Sur les conclusions aux fins d’injonction :
15. L’annulation de l’interdiction de retour sur le territoire français n’implique pas qu’il soit enjoint au préfet des Alpes de Haute-Provence de délivrer à M. C…, ainsi qu’il le demande, un certificat de résidence ni, dès lors qu’un délai de départ volontaire lui avait été accordé, que le préfet procède au réexamen de sa situation. Elle implique toutefois l’effacement de son signalement aux fins de non admission dans le système d’information Schengen. Il y a donc lieu d’enjoindre au préfet des Alpes de Haute-Provence, ou tout autre préfet territorialement compétent, de faire procéder à cet effacement dans le délai d’un mois à compter de la notification du présent arrêt, sauf pour cette autorité à prendre, d’ici là, une nouvelle mesure d’interdiction, pour une durée adaptée à la situation de M. C….
Sur les frais d’instance :
16. M. C… a obtenu le bénéfice de l’aide juridictionnelle totale. Par suite, son conseil peut se prévaloir des dispositions de l’article 37 de la loi du 10 juillet 1991. Il y a lieu, dans les circonstances de l’espèce, de mettre à la charge de l’Etat la somme de 1 200 euros à verser à Me Gasmi Amara, sous réserve que celui-ci renonce à percevoir la somme correspondant à la part contributive de l’État.
D É C I D E :
Article 1er : L’interdiction de retour sur le territoire français prononcée par arrêté du préfet des Alpes de Haute-Provence à l’encontre de M. C… le 5 juin 2024 est annulée.
Article 2 : Le jugement de la magistrate désignée par le président du tribunal administratif de Marseille en date du 8 août 2024 est réformé en ce qu’il a de contraire au présent arrêt.
Article 3 : Il est enjoint au préfet des Alpes de Haute-Provence, ou à tout autre préfet territorialement compétent, de faire procéder à la suppression, par les services compétents, du signalement de M. C… aux fins de non-admission dans le système d’information Schengen, dans un délai d’un mois à compter de la notification du présent arrêt.

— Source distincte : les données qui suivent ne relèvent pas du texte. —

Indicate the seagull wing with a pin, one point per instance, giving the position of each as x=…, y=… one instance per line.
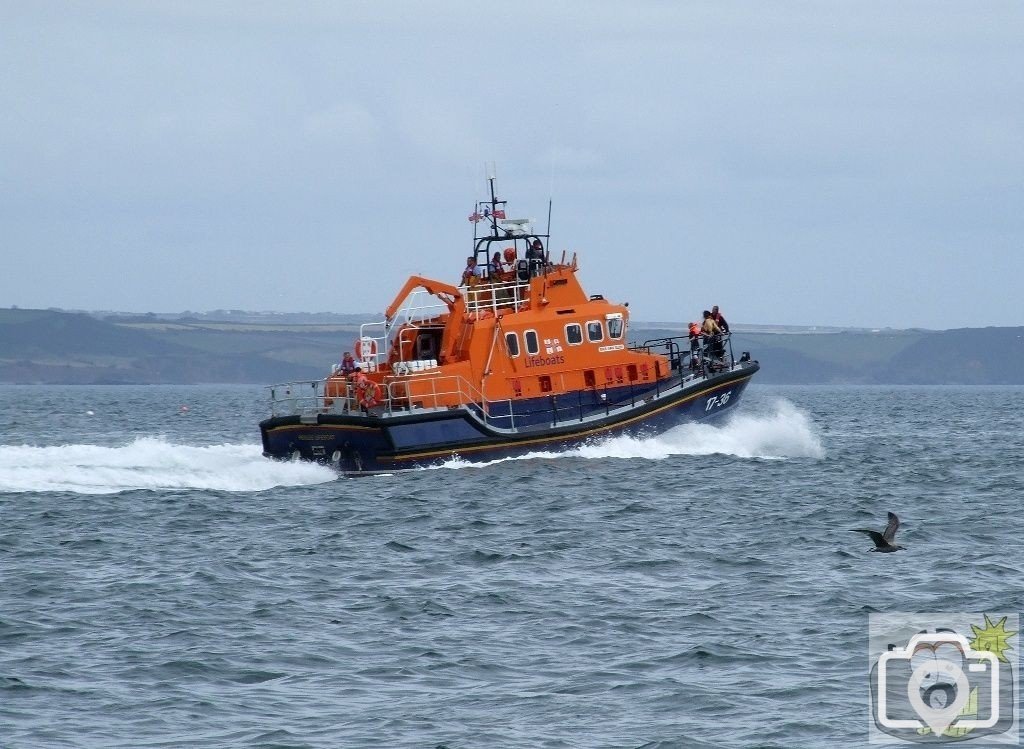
x=890, y=533
x=878, y=538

Article 4 : L’Etat versera la somme de 1 200 euros à Me Gasmi Amara, en application des dispositions des articles 37 de la loi du 10 juillet 1991 et L. 761-1 du code de justice administrative sous réserve de sa renonciation au bénéfice de l’indemnité d’aide juridictionnelle.
Article 5 : Le surplus des conclusions de la requête de M. C… est rejeté.

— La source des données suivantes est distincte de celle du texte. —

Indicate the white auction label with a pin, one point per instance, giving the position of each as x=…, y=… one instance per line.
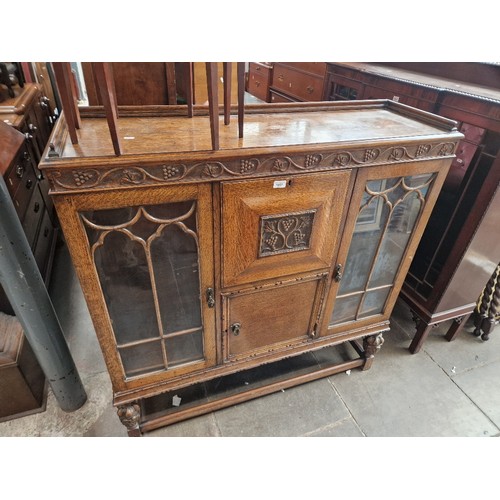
x=279, y=184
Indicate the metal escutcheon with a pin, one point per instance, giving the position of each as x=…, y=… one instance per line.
x=235, y=328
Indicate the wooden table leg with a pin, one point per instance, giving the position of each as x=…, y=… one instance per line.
x=456, y=327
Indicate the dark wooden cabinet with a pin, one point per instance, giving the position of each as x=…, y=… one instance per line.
x=259, y=80
x=198, y=265
x=297, y=81
x=459, y=249
x=29, y=112
x=22, y=382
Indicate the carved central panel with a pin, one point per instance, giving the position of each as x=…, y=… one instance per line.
x=285, y=233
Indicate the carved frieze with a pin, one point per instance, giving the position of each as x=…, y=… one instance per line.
x=84, y=178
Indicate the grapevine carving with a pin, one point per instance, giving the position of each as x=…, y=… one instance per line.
x=105, y=177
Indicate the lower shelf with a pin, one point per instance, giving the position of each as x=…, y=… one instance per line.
x=201, y=398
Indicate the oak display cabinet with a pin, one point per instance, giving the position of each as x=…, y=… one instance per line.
x=199, y=265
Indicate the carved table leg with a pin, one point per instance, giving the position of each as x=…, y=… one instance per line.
x=455, y=327
x=130, y=416
x=371, y=345
x=423, y=330
x=494, y=309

Article 6 : Le présent arrêt sera notifié à M. A… C…, au préfet des Alpes de Haute-Provence, au ministre d’Etat, ministre de l’intérieur et à Me Gasmi Amara.
Copie en sera adressée au procureur de la République près le tribunal judiciaire de Dignes-les-Bains.
Délibéré après l’audience du 5 septembre 2025, à laquelle siégeaient :
— Mme Menasseyre, présidente de chambre,
— Mme Vincent, présidente assesseure,
— Mme Noire, première conseillère.
Rendu public par mise à disposition au greffe le 22 septembre 2025.